Wow. This apparently dates from 2013. I don’t know if the quote was obtained before or after the conclave, but I tend to imagine given the subject matter, after. Via Rorate, a very critical view of Pope Bergoglio’s tenure as head of the Jesuit order in Argentina:
“Yes I know Bergoglio [, says a Jesuit superior from another Latin American country]. He’s a person who’s caused a lot of problems in the Society and is highly controversial in his own country.
In addition to being accused of having allowed the arrest of two Jesuits during the time of the Argentinian dictatorship, as provincial he generated divided loyalties: some groups almost worshipped him, while others would have nothing to do with him, and he would hardly speak to them. It was an absurd situation. He is well-trained and very capable, but is surrounded by this personality cult which is extremely divisive.He has an aura of spirituality which he uses to obtain power. It will be a catastrophe for the Church to have someone like him in the Apostolic See. He left the Society of Jesus in Argentina destroyed with Jesuits divided and institutions destroyed and financially broken. We have spent two decades trying to fix the chaos that the man left us.”
Paul Vallely [more here]
Pope Francis: Untying the Knots
Wow. One might say, well, this is just another anonymous source speaking boldly, they may have an agenda, they may be disaffected, they may have an ax to grind, etc.

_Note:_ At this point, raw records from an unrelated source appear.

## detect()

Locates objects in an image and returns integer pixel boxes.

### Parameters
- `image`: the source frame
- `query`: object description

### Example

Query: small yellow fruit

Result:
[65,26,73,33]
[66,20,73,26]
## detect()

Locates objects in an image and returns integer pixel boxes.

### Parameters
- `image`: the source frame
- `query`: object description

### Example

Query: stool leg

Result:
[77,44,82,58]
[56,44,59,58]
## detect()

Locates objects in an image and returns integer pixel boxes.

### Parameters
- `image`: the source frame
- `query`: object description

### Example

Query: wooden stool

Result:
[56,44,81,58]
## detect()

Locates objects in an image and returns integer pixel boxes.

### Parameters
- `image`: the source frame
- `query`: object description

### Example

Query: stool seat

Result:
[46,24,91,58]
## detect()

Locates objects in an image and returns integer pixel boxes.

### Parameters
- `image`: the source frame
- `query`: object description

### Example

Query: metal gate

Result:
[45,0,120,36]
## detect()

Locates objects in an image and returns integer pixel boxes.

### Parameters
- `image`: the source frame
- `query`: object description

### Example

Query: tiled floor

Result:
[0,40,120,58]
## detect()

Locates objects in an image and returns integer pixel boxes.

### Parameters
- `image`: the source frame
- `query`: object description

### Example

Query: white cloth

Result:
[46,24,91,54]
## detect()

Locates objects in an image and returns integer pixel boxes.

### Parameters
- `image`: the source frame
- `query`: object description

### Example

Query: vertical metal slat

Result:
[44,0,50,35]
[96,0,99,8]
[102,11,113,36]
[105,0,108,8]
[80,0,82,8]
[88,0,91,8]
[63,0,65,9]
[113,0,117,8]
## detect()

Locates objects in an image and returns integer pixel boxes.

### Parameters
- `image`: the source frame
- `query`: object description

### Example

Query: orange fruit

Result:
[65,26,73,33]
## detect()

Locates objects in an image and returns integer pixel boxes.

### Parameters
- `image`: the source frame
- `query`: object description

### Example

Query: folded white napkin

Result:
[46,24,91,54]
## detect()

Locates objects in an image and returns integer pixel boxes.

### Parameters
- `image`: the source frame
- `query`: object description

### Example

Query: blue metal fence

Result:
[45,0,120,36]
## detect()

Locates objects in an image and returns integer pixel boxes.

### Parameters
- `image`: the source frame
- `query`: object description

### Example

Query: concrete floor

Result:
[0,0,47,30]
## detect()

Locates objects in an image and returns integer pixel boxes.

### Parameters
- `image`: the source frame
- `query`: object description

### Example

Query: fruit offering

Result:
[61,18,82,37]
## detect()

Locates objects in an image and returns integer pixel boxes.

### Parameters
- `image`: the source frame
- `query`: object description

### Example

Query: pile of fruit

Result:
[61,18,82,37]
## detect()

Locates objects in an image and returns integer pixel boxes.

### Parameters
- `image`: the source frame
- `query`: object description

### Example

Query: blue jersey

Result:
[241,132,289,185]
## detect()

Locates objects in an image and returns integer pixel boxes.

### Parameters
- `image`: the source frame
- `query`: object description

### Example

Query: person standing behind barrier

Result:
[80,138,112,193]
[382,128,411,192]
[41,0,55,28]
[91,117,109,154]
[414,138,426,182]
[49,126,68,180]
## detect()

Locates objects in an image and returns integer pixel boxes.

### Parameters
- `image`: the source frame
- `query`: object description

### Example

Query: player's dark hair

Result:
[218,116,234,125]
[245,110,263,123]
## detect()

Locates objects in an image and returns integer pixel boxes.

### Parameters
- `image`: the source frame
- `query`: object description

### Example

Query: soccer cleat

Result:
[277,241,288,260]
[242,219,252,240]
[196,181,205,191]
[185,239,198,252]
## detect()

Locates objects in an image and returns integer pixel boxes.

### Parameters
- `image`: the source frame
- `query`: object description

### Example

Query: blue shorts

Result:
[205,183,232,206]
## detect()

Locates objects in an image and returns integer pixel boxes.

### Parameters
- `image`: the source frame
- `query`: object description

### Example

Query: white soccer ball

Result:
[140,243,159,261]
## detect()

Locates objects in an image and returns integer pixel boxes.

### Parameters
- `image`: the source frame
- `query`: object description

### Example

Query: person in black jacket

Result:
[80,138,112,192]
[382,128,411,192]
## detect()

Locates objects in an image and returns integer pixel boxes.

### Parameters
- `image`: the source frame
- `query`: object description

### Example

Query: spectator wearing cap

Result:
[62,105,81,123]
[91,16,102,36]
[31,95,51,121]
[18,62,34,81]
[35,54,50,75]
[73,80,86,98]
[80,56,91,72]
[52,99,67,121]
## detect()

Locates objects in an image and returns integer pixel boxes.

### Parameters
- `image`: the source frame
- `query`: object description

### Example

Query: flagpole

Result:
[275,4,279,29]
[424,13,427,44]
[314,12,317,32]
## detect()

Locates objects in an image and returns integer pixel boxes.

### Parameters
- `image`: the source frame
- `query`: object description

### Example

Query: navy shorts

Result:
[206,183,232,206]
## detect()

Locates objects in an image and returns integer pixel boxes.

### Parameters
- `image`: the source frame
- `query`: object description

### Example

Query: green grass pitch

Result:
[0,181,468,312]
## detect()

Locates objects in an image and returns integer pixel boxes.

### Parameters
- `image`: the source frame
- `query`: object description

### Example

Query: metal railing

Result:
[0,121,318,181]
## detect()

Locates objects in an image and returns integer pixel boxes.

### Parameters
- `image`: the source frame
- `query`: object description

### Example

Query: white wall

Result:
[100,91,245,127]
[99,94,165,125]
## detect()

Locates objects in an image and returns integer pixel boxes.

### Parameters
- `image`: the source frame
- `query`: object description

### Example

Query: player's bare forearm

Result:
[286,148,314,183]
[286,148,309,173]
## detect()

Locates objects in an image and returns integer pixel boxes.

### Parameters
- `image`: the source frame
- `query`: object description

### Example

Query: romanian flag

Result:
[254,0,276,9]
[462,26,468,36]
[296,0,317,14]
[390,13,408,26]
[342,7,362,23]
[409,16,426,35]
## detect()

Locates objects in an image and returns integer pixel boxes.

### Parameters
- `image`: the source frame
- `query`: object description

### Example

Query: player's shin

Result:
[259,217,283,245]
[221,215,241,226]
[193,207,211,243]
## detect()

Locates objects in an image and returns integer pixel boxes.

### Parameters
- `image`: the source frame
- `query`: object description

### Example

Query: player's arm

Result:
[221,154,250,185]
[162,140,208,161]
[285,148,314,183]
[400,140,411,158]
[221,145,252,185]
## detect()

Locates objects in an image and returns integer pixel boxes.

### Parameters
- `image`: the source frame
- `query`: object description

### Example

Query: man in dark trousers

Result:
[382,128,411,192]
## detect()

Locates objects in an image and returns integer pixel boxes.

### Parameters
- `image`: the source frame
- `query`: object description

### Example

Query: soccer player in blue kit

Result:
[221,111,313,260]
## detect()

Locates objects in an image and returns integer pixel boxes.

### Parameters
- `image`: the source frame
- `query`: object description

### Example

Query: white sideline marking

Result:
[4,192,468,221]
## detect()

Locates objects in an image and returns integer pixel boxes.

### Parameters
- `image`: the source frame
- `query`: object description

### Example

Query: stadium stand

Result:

But given what we’ve seen in the past 32 months, with a visible and growing factionalism in the Church (which really just brought the existing factions more out into the open), and the marked contrast in Pope Francis’ behavior with regard to the various factions (showering praise and benefits on those aligned with him, frequently hotly disputing and even insulting those he apparently dislikes), it would seem to lend some credence to the claims made above.
That the Jesuits in Argentina are a mess I have no doubt. Of course, there have been incredible problems with the Jesuits going back a century or more, ever since a number of Jesuits like George Tyrell decided to embrace the modernist heresy. They’ve been the leading advocates for modernism ever since, especially since their “sainted” acolyte Teilhard de Chardin received such huge acclaim within the order. Worldwide, a few notable exceptions aside, the Jesuits have been a broken institution for a very long time.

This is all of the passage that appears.